The alternative path, competing, is entirely viable, but it requires being honest about where a platform is strong and where it is structurally weak. Roll-ups win on cost, technology, and geographic convenience. They tend to lose on intimacy, craft, and the felt sense that a specific person is responsible for a specific animal. The independent who leans into personal relationships, specialized skill, and a service experience that a standardized platform cannot replicate is not fighting the acquirers on their turf; they are competing where scale is a liability rather than an advantage. The mistake is to compete on price and convenience against an operator with a lower cost of capital and a purchasing department, which is a fight the independent will lose. Whether the choice is to sell or to compete, the disqualifying error is to make no choice at all and let the platform decide your relevance for you.

Reading the Signal in Your Own Zip Code

The most concrete step any grooming owner can take this quarter is to look honestly at the regulatory difficulty of their own location. If you operate in a market where permitting an animal-services facility is genuinely hard, your lease and your certificate of occupancy are worth more than your equipment, your clippers, and possibly your goodwill combined, because they are the exact thing a WagWay cannot easily manufacture. That realization should shape everything from how you renew your lease to how you think about eventual exit. In an easy-to-permit suburban market, by contrast, the moat is thinner and the competitive strategy has to rest on brand and service rather than scarcity. Knowing which market you are actually in is the difference between negotiating like an asset owner and negotiating like a hobbyist.

The Road Ahead

The PUPS acquisition is not an isolated event; it is an early, visible data point in a consolidation wave that will keep gathering force.

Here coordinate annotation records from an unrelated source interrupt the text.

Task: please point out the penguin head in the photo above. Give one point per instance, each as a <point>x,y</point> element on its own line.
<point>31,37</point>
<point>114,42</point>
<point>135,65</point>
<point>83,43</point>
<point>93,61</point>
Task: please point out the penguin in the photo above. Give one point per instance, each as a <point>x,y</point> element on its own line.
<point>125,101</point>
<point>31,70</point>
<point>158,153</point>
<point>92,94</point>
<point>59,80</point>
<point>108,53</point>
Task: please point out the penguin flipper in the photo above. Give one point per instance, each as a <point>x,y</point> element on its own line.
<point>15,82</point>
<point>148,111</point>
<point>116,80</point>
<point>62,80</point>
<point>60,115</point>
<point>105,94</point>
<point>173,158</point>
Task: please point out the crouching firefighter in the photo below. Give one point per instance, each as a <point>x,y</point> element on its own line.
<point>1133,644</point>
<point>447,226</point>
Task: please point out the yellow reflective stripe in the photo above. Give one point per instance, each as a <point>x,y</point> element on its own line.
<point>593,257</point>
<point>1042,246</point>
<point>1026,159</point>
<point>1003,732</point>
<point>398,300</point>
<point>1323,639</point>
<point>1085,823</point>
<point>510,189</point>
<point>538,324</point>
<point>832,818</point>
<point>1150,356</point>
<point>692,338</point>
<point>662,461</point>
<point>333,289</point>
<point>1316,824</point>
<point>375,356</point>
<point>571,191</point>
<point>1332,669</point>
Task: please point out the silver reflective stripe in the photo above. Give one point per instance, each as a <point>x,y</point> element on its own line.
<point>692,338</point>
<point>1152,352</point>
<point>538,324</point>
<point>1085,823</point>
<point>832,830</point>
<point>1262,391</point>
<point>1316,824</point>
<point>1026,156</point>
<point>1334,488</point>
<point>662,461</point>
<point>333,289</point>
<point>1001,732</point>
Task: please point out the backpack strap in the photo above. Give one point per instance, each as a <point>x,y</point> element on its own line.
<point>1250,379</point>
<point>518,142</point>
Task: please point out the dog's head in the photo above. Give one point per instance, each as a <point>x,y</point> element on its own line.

WagWay's founding in 2023, its anchor purchase in early 2024, and its Pawville partnership that September describe the opening moves of a platform that intends to keep buying, and it will not be the only one. Expect more announcements with undisclosed terms, more familiar neighborhood brands quietly absorbed into holding companies most customers will never hear of, and more attention paid to the boring, decisive fact that permitted urban real estate is the scarcest resource in the whole business. Grooming will be pulled into this current whether or not groomers choose to engage with it, because the customer walking a dog into a daycare is the same customer who needs a groomer, and platforms assembling that customer will not leave grooming revenue on the table forever. The operators who thrive will be the ones who understood, early, that the game being played above their heads is a game about square footage, recurring revenue, and who gets to set the price. The ones caught flat-footed will learn it the way most of an industry always learns these lessons, which is by watching the buyer arrive and realizing the negotiation started years before anyone knocked on the door.